Index 339 out of range for dataset of size 339 <-- save_to_file() #6389

jaggzh · 2023-11-08T12:52:09Z

Describe the bug

When saving out some Audio() data.
The data is audio recordings with associated 'sentences'.
(They use the audio 'bytes' approach because they're clips within audio files).
Code is below the traceback (I can't upload the voice audio/text (it's not even me)).
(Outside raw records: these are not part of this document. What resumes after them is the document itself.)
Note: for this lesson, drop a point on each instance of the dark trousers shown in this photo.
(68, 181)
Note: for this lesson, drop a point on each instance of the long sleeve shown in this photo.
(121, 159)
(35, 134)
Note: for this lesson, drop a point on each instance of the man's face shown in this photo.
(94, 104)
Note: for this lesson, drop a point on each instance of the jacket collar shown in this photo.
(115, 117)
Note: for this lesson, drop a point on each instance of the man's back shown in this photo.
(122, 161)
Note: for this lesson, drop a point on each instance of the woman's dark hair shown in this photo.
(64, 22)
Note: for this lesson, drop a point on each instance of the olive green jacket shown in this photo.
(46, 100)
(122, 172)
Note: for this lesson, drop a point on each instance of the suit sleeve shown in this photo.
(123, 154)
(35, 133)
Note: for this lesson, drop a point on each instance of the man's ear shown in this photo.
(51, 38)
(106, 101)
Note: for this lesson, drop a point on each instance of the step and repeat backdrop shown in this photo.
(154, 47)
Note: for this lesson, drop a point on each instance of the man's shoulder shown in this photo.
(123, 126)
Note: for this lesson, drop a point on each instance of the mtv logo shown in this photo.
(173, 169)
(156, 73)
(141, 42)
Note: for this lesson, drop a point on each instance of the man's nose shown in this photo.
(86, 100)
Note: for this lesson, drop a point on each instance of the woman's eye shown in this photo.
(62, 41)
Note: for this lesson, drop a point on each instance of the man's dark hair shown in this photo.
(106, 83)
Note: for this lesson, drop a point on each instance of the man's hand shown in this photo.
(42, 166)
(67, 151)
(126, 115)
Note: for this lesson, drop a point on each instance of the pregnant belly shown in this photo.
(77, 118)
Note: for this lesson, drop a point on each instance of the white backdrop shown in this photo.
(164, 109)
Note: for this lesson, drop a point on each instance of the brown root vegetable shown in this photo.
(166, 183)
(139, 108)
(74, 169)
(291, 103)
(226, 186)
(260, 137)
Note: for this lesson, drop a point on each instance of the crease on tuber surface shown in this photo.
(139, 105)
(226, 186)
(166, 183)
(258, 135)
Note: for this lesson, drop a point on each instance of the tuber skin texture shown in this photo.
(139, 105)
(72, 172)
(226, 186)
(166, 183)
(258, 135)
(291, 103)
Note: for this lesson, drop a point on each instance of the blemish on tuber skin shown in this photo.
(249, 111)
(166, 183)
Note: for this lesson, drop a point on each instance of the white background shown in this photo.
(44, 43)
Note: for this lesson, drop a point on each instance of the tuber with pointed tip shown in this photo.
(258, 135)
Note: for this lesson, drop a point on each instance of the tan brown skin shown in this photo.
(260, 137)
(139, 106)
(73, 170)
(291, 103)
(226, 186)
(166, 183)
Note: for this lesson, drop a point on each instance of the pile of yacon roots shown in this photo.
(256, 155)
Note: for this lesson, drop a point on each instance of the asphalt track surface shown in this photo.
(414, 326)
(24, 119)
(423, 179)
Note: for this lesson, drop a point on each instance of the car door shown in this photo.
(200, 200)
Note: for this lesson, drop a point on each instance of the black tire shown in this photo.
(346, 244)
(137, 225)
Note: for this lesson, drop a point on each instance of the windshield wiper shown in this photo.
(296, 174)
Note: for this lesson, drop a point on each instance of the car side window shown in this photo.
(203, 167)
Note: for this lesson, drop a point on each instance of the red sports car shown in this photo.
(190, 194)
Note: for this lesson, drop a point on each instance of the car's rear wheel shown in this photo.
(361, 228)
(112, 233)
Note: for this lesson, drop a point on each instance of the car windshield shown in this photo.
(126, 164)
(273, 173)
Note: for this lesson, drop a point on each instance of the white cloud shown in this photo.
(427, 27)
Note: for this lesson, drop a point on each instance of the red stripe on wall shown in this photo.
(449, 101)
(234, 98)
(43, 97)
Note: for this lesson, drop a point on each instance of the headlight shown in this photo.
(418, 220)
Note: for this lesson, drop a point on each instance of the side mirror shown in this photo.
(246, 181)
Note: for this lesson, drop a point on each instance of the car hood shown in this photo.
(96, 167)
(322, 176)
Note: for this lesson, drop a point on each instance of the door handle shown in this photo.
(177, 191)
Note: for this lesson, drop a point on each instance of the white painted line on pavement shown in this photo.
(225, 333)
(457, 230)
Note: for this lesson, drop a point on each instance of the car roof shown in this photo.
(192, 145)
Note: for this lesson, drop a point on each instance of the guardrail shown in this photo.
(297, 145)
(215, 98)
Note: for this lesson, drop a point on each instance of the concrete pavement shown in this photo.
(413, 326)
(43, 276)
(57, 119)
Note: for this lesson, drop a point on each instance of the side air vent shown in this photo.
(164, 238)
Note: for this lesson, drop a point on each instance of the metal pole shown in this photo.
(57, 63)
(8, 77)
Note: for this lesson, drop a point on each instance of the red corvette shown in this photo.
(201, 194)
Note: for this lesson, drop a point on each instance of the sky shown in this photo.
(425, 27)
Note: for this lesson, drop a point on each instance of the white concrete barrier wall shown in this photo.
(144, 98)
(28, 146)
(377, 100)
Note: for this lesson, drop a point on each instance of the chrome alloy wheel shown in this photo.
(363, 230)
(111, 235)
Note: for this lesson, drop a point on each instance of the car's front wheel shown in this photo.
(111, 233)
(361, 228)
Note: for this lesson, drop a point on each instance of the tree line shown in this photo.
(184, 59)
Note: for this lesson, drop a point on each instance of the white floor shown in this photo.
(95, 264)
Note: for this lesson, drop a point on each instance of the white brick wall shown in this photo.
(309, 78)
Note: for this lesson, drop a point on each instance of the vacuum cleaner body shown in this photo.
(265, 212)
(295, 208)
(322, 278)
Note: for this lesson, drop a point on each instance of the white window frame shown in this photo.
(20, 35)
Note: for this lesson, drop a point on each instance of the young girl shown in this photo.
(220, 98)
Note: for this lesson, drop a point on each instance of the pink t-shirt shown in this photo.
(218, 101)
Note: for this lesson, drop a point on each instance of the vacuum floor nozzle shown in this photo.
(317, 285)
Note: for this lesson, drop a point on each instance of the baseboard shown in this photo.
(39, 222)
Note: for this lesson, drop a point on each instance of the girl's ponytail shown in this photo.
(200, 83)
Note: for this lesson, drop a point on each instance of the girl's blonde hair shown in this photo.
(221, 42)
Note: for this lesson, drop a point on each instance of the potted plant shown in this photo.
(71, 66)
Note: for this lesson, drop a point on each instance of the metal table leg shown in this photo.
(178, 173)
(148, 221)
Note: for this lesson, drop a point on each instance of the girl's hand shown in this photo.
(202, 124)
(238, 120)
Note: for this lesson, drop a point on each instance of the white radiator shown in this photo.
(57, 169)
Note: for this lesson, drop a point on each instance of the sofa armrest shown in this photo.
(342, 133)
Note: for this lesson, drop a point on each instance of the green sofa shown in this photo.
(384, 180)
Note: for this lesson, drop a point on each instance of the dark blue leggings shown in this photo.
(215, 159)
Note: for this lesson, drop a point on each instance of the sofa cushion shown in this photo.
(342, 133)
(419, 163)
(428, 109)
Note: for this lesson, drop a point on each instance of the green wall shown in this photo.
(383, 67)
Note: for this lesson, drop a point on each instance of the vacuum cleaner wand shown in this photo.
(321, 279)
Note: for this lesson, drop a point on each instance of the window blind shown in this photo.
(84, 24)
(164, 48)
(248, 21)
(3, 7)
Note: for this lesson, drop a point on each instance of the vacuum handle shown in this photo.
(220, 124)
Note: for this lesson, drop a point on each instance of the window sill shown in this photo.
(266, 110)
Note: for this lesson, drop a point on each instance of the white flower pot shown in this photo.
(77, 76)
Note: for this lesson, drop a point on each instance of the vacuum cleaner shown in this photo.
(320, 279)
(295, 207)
Traceback (most recent call last):
File "/mnt/ddrive/prj/voice/voice-training-dataset-create/./dataset.py", line 156, in <module>
create_dataset(args)
File "/mnt/ddrive/prj/voice/voice-training-dataset-create/./dataset.py", line 138, in create_dataset
hf_dataset.save_to_disk(args.outds, max_shard_size='50MB')
File "/home/j/src/py/datasets/src/datasets/arrow_dataset.py", line 1531, in save_to_disk
for kwargs in kwargs_per_job:
File "/home/j/src/py/datasets/src/datasets/arrow_dataset.py", line 1508, in <genexpr>
"shard": self.shard(num_shards=num_shards, index=shard_idx, contiguous=True),
^^^^^^^^^^^^^^^^^^^^^^^^^^^^^^^^^^^^^^^^^^^^^^^^^^^^^^^^^^^^^^^^^^^
File "/home/j/src/py/datasets/src/datasets/arrow_dataset.py", line 4609, in shard
return self.select(
^^^^^^^^^^^^
File "/home/j/src/py/datasets/src/datasets/arrow_dataset.py", line 556, in wrapper
out: Union["Dataset", "DatasetDict"] = func(self, *args, **kwargs)
^^^^^^^^^^^^^^^^^^^^^^^^^^^
File "/home/j/src/py/datasets/src/datasets/fingerprint.py", line 511, in wrapper
out = func(dataset, *args, **kwargs)
^^^^^^^^^^^^^^^^^^^^^^^^^^^^^^
File "/home/j/src/py/datasets/src/datasets/arrow_dataset.py", line 3797, in select
return self._select_contiguous(start, length, new_fingerprint=new_fingerprint)
^^^^^^^^^^^^^^^^^^^^^^^^^^^^^^^^^^^^^^^^^^^^^^^^^^^^^^^^^^^^^^^^^^^^^^^
File "/home/j/src/py/datasets/src/datasets/arrow_dataset.py", line 556, in wrapper
out: Union["Dataset", "DatasetDict"] = func(self, *args, **kwargs)
^^^^^^^^^^^^^^^^^^^^^^^^^^^
File "/home/j/src/py/datasets/src/datasets/fingerprint.py", line 511, in wrapper
out = func(dataset, *args, **kwargs)
^^^^^^^^^^^^^^^^^^^^^^^^^^^^^^
File "/home/j/src/py/datasets/src/datasets/arrow_dataset.py", line 3857, in _select_contiguous
_check_valid_indices_value(start, len(self))
File "/home/j/src/py/datasets/src/datasets/arrow_dataset.py", line 648, in _check_valid_indices_value
raise IndexError(f"Index {index} out of range for dataset of size {size}.")
IndexError: Index 339 out of range for dataset of size 339.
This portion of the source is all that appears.